Similarly to the other papers, the researchers next performed in silico evolution to design 200-base DNA sequences that could activate gene expression specifically in one of the three cancer cell lines. They also searched the human genome for 200-base sequences predicted to have a high expression and specificity. Overall, the researchers tested 77,157 natural and synthetic DNA sequences in the three cancer cell lines. The synthetic sequences performed quite well: 94.1% of them were expressed specifically in the intended cell type.
This is pretty cool, but it’s not very useful if you can only apply this method to three types of cancer cells. To see if their sequences could work in whole organisms, the researchers took the top three sequences for neuroblastoma cells and for hepatoma cells, and made transgenic zebrafish with these sequences used to drive GFP expression. Two of the three neuroblastoma sequences were active in neurons, and two of the three hepatoma sequences were active in the liver. In transgenic mice, one of the neuroblastoma sequences was active in neurons.
This paper is notable for its different approach and high success rate in the cell types that it was trained on. However, it is much harder to do MPRA experiments in a whole organism than in cell culture,8 which will make it hard to generate training data that covers a whole organism (and basically impossible for rare cell types).
Conclusions
Synthetic regulatory sequences might be the key breakthrough you need to make sharks with laser eyes. The two requirements will be a big ATAC-seq dataset for sharks, and good machine learning skills.9 And of course, a Super-Luciferase enzyme that isn’t entirely fictional.
Oh, and you might want to test your regulatory sequence with GFP before you put in Super-Luciferase. Just in case.
Which is definitely possible, and has even been tested in a clinical trial which used a photoreceptor-specific GRK1 promoter to express Cas9.
I’m a big fan of the Aerts lab, since they also developed pySCENIC which I’ve used for my meiosis project.
For more background on chromatin, see my epigenetics post.
The first method the researchers used was to make completely random mutations. After showing that this worked, the researchers developed another mutation method that inserted known binding motifs for transcription factors. Finally, the researchers tested a third method based on generative adversarial networks. They said this also worked but didn’t give many details.
For example, taking an enhancer active in one cell type and making it also active in another, or taking an enhancer active in two cell types and restricting it to one type.
If a cell type is missing from the model, the model won’t be able to ensure that your enhancer is inactive in that cell type. You might be able to get away with assuming it’s inactive, but this is definitely not guaranteed.
I’m not sure why they went for tissues instead of cell types, as each tissue contains multiple cell types that can have very different gene expression. Maybe they wanted to differentiate their paper from the Aerts lab paper, which was posted as a preprint before theirs?

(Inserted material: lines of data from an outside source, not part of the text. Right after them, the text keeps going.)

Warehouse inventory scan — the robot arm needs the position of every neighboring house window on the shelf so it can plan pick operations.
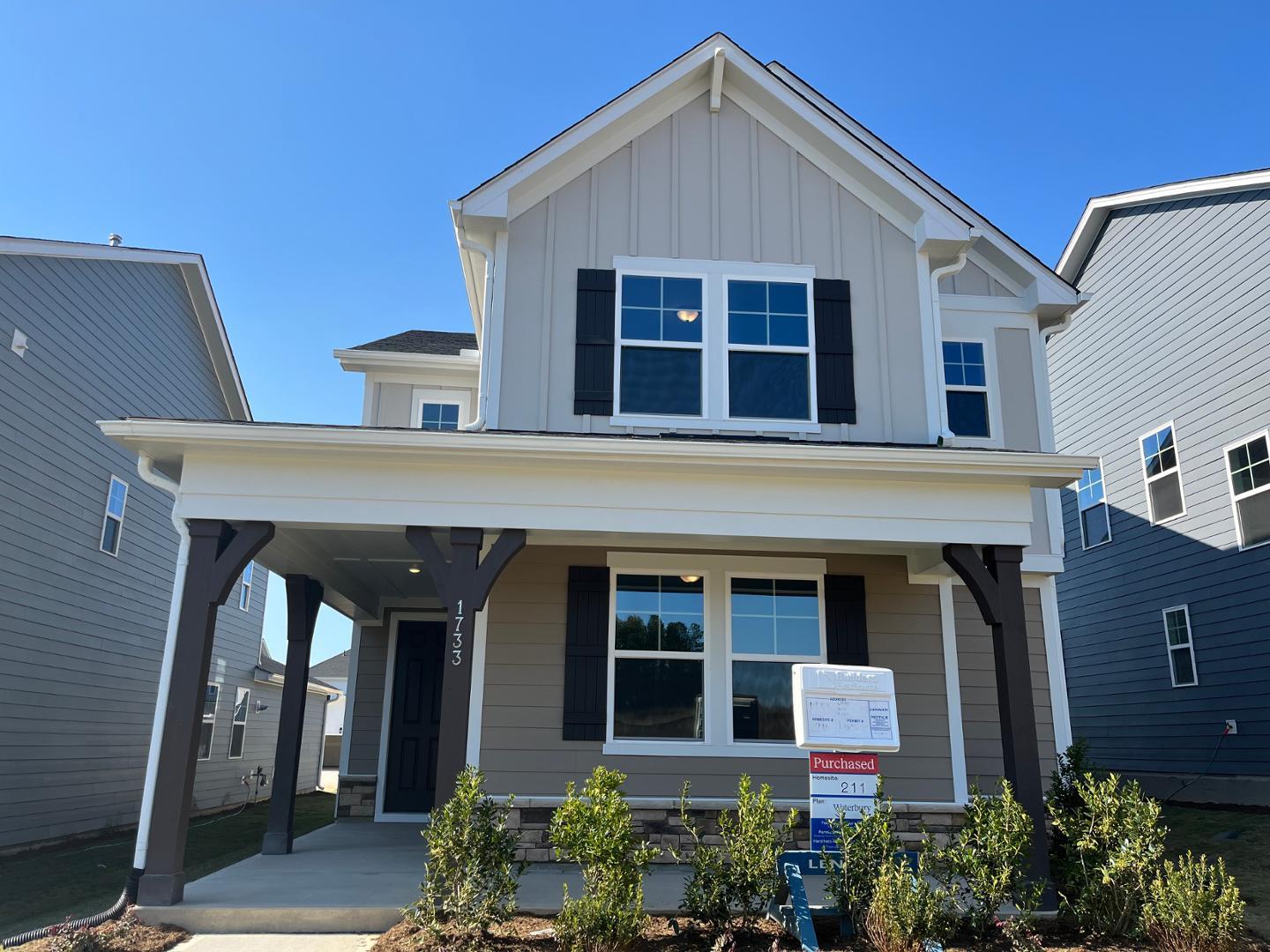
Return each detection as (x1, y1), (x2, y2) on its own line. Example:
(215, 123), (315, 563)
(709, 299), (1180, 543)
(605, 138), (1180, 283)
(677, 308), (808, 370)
(944, 340), (992, 439)
(99, 476), (128, 556)
(728, 280), (811, 420)
(1140, 423), (1186, 524)
(230, 688), (251, 761)
(239, 562), (255, 612)
(728, 577), (822, 741)
(618, 274), (705, 416)
(419, 401), (459, 430)
(1164, 606), (1199, 688)
(1076, 465), (1111, 548)
(612, 575), (706, 740)
(1226, 433), (1270, 548)
(198, 684), (221, 761)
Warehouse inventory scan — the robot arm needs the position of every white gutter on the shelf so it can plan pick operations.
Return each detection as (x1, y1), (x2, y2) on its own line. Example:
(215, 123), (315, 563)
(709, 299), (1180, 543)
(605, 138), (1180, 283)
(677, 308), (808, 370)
(132, 453), (190, 869)
(455, 223), (494, 430)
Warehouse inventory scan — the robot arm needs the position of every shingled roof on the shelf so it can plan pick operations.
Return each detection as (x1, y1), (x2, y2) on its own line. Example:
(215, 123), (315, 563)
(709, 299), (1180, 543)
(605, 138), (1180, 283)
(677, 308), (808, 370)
(350, 330), (476, 357)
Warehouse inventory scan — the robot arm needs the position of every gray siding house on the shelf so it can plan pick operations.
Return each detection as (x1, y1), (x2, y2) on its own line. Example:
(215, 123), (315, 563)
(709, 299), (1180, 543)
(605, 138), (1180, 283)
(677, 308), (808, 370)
(1049, 171), (1270, 804)
(0, 237), (323, 849)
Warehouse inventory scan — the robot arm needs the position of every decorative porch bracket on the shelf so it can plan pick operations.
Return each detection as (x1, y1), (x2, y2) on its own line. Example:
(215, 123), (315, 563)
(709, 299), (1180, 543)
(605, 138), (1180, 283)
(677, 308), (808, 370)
(944, 542), (1058, 910)
(405, 525), (525, 804)
(138, 519), (274, 906)
(260, 575), (323, 856)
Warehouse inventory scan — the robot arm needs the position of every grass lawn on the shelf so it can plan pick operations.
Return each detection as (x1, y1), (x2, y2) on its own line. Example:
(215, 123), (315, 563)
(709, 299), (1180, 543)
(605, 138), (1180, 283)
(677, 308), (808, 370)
(1164, 806), (1270, 938)
(0, 793), (335, 938)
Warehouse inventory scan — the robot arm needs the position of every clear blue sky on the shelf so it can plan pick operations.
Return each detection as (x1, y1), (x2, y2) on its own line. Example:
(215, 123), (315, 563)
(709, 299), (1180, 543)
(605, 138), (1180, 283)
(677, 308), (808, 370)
(0, 0), (1270, 658)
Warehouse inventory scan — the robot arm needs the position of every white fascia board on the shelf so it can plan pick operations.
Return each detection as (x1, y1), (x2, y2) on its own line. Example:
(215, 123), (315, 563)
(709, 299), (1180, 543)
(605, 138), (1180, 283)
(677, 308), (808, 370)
(1057, 169), (1270, 280)
(0, 236), (251, 420)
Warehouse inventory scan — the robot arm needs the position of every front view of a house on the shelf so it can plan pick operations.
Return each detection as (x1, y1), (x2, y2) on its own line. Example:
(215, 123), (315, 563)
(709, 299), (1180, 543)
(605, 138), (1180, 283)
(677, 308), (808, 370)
(101, 35), (1094, 904)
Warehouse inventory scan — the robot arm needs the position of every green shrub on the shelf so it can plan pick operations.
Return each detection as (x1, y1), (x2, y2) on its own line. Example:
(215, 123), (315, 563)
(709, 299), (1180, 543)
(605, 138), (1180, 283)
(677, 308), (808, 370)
(865, 853), (952, 952)
(1049, 773), (1167, 935)
(405, 767), (525, 941)
(927, 781), (1042, 937)
(672, 774), (799, 940)
(550, 767), (661, 952)
(820, 777), (903, 933)
(1142, 853), (1244, 952)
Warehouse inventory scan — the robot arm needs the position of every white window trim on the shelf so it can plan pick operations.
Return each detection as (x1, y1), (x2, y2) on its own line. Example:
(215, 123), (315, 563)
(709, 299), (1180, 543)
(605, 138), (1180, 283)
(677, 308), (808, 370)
(1219, 429), (1270, 552)
(226, 688), (251, 761)
(1160, 606), (1199, 688)
(938, 339), (1005, 450)
(602, 552), (826, 759)
(1138, 420), (1186, 525)
(239, 560), (255, 612)
(609, 255), (820, 433)
(1076, 459), (1112, 552)
(410, 387), (471, 430)
(96, 473), (128, 559)
(197, 681), (221, 761)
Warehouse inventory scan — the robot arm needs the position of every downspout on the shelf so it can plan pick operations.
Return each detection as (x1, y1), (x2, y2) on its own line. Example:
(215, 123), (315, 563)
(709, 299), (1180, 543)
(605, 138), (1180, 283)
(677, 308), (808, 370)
(455, 218), (494, 430)
(931, 237), (983, 443)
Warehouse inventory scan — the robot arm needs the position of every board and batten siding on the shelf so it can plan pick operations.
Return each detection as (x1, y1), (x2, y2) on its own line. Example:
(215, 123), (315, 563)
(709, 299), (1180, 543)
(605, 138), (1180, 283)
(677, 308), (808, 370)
(0, 255), (317, 849)
(497, 94), (935, 443)
(1049, 190), (1270, 777)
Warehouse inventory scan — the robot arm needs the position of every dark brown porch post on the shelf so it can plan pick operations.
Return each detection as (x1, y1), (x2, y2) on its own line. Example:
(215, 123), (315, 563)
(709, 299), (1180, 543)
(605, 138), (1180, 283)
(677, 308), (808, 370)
(405, 525), (525, 804)
(260, 575), (323, 856)
(944, 543), (1057, 909)
(138, 519), (273, 906)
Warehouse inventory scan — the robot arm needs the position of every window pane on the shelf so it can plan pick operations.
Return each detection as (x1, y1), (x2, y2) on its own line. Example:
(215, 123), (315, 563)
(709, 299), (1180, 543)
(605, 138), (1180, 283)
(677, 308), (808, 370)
(614, 658), (705, 740)
(1080, 502), (1111, 548)
(728, 350), (811, 420)
(947, 390), (992, 436)
(621, 346), (701, 416)
(731, 661), (794, 740)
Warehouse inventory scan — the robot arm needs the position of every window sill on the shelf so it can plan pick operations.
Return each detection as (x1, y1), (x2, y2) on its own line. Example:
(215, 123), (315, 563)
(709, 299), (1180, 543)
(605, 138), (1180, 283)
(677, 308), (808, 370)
(609, 413), (820, 433)
(601, 740), (806, 761)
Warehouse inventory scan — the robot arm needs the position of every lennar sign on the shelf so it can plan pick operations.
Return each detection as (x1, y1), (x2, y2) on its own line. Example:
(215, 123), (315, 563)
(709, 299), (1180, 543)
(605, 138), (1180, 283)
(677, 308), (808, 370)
(794, 664), (900, 849)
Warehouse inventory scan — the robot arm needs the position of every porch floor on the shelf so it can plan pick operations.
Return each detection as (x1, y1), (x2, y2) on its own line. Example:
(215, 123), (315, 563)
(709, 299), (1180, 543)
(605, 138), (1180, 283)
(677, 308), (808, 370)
(138, 820), (820, 934)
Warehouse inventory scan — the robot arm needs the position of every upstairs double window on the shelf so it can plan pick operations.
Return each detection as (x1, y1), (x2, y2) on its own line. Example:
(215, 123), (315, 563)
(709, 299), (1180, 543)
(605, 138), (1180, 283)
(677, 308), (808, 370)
(614, 259), (819, 432)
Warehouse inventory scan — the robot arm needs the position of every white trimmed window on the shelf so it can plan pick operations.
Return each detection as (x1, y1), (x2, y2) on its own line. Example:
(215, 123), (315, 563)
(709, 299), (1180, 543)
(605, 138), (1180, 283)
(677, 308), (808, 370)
(228, 688), (251, 761)
(98, 476), (128, 556)
(239, 562), (255, 612)
(198, 684), (221, 761)
(944, 340), (992, 439)
(612, 257), (820, 433)
(1164, 606), (1199, 688)
(604, 552), (826, 756)
(1226, 433), (1270, 548)
(1139, 421), (1186, 525)
(1076, 462), (1111, 548)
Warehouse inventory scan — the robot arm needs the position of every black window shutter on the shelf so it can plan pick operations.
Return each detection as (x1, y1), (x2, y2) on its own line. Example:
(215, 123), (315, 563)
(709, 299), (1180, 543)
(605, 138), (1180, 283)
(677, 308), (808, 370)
(564, 565), (609, 740)
(825, 575), (869, 664)
(811, 278), (856, 423)
(572, 268), (617, 416)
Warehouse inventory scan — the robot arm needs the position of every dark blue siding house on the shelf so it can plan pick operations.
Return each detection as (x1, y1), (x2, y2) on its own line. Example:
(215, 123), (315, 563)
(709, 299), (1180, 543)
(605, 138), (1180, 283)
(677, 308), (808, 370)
(1048, 171), (1270, 804)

One preprint used AAVs to do this, but it’s hard.
Speaking of machine learning skills, I learned how to run StableDiffusion with pytorch to make the images in this post. I couldn’t get it to understand that the lasers need to come out of the shark’s eyes, and it generated a bunch of incorrect images which I showed at the beginning of this post. I eventually resorted to drawing some green lines on a picture of a shark and using img2img to make it look nicer (for the final image in this post).